Doris Leuthard a mille et une fois raison. Son idée d’organiser un référendum pour clarifier la relation entre la Suisse et l’Union européenne est frappée au coin du bon sens. Elle répond à la tradition helvétique de la démocratie directe et permettra au Gouvernement fédéral de s’asseoir sur une légitimité populaire dont l’UE ne peut guère se prévaloir. Fort d’une décision majoritaire, Berne aura matière à négocier avec Bruxelles et pourra défendre sa position face aux représentants de la Commission européenne.

Le schéma stratégique imaginé par l’ancienne présidente de la Confédération ne manque pas d’arguments. Explicite sur le plan intérieur pour susciter un compromis très suisse, il l’est tout autant au niveau européen pour garantir une large marge de manœuvre aux négociateurs du DFAE (affaires étrangères). L’UE ne pourra ni faire la sourde oreille face à la Suisse, ni ignorer ses droits et prérogatives pour assurer la défense de ses intérêts avec l’espace communautaire. De surcroît, Bruxelles saura à quoi s’en tenir et ne sera plus en mesure de s’interroger sur lesdites hésitations suisses qu’elle ne cesse de dénoncer. Berne aura repris la main et les 27 sauront enfin de quoi il en ressort.

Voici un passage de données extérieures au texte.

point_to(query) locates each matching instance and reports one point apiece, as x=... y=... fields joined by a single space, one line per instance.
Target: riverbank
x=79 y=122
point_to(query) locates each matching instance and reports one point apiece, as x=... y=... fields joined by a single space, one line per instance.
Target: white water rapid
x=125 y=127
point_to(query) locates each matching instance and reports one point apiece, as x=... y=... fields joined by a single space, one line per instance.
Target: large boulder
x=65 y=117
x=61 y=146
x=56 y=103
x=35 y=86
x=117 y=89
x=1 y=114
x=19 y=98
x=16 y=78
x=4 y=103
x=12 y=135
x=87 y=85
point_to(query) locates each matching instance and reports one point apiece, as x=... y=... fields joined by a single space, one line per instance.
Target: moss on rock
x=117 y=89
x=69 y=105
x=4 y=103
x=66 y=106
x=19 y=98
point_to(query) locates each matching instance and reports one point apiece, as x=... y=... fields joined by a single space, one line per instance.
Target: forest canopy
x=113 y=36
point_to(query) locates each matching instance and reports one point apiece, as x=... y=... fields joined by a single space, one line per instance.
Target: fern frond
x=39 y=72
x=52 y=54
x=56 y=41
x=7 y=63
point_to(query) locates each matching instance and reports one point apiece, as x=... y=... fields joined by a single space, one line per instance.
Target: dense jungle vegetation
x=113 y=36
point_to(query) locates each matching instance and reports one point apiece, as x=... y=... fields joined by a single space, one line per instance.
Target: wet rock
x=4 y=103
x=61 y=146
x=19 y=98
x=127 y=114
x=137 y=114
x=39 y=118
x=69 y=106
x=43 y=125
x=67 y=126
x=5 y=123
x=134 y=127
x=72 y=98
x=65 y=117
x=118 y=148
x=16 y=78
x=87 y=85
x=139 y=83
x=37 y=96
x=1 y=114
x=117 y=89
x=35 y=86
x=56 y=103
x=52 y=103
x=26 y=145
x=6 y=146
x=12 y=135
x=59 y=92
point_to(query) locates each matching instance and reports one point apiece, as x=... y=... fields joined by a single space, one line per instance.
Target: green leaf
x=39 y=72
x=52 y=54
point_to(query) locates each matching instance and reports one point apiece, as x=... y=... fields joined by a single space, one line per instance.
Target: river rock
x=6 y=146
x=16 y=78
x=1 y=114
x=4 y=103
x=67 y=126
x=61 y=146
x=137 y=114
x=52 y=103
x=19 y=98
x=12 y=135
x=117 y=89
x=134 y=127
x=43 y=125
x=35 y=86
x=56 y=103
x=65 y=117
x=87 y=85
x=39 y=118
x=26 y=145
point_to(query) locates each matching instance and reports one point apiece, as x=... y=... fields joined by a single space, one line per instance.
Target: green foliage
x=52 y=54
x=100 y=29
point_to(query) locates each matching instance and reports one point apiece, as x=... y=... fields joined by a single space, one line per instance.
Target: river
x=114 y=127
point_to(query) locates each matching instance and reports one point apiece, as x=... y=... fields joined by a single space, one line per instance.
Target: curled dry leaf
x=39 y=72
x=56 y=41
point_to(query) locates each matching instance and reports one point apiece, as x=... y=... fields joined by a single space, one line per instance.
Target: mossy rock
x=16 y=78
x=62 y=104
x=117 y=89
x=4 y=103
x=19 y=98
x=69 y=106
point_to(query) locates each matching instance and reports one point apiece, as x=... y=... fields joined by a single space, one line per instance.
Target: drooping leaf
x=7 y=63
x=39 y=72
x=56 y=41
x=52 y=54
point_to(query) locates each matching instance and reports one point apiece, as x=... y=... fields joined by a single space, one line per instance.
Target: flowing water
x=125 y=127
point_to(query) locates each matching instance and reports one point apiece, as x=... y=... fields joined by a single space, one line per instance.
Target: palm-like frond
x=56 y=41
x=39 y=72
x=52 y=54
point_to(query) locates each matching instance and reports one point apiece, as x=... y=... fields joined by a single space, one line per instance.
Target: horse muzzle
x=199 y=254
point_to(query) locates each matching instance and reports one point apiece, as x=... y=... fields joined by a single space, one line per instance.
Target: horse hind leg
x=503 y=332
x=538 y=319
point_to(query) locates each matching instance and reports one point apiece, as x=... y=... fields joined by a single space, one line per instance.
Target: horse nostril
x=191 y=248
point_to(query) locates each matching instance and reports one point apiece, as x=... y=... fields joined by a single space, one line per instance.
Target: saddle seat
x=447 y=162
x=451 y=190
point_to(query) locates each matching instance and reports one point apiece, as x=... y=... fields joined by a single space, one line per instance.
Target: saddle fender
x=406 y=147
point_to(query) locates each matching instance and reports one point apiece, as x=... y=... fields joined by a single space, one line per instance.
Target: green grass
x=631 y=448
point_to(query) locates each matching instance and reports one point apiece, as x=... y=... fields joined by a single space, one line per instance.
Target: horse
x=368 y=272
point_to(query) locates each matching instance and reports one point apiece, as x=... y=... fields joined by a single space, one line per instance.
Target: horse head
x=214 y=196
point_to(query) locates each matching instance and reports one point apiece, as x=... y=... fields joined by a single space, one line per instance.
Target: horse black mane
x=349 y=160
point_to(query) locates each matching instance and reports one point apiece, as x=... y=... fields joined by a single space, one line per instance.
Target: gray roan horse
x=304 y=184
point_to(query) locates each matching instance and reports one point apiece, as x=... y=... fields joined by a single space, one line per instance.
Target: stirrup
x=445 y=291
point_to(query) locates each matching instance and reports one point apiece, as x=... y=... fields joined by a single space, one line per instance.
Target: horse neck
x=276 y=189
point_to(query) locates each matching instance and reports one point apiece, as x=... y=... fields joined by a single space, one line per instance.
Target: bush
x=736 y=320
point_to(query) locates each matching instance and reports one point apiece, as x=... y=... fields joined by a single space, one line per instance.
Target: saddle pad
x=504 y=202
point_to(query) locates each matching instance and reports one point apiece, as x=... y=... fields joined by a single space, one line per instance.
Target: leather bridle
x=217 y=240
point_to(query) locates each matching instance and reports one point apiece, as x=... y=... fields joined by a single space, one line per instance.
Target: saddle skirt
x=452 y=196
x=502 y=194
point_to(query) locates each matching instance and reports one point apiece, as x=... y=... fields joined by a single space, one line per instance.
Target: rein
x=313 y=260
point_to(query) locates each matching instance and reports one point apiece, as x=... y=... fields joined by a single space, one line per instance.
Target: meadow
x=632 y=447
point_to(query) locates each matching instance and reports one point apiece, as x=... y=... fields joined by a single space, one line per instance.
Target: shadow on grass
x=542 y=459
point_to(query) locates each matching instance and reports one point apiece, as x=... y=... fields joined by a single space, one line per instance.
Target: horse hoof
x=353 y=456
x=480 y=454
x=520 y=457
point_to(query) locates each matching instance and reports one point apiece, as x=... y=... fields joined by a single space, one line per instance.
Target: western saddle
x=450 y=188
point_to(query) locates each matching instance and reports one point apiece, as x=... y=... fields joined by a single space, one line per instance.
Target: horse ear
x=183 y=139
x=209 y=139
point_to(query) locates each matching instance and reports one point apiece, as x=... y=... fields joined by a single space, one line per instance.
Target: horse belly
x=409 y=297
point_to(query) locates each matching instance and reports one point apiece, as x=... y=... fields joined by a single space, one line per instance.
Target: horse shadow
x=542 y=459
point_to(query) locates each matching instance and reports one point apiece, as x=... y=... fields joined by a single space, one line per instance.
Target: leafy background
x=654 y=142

Esquisse d’un plan politique qui se veut ambitieux, la proposition de Doris Leuthard a toutes les chances de faire l’unanimité en Suisse. Toutefois, elle devra énoncer au préalable deux points dont nul ne peut faire abstraction.

D’abord connaître le libellé de la question référendaire posée au peuple helvétique, puis apprécier la réaction officielle d’une Union européenne confrontée à un scrutin dont elle n’influence pas un résultat qui pourtant la concerne directement. Sauf que pour l’instant, ni l’une ni l’autre de ces conditions ne sont remplies. Alors que l’objet même du référendum n’a pas encore été dévoilé, personne n’ose encore poser la question incontournable de l’attitude de l’UE pour qui le vote des Suisses n’a aucune valeur contraignante.

Si le référendum suisse devait se résumer à un faux-semblant européen, plus dur en sera la chute. Aux questions du type «souhaitez-vous avoir de bonnes relations avec l’Union européenne?», «soutenez-vous la poursuite de la voie bilatérale?», voire «la Suisse doit-elle rester hors de l’UE?», les réponses n’ont que peu d’importance. Forcément positives, elles ne contribueraient aucunement à l’ébauche d’une solution institutionnelle avec les 27. Pire encore, elles pourraient raviver les critiques de ces derniers qui, piqués au vif, prendraient prétexte de ce scrutin exclusivement national pour accroître la pression sur Berne. Pensée pour aplanir les différends entre la Confédération et l’Union européenne, la proposition de Doris Leuthard présente par conséquent de nombreux vices cachés. Au résultat peut-être inversement proportionnel à l’objectif escompté, elle pourrait même provoquer un effet boomerang pour la relation Suisse-Europe. En lieu et place de la clarifier, elle ne ferait donc que l’assombrir.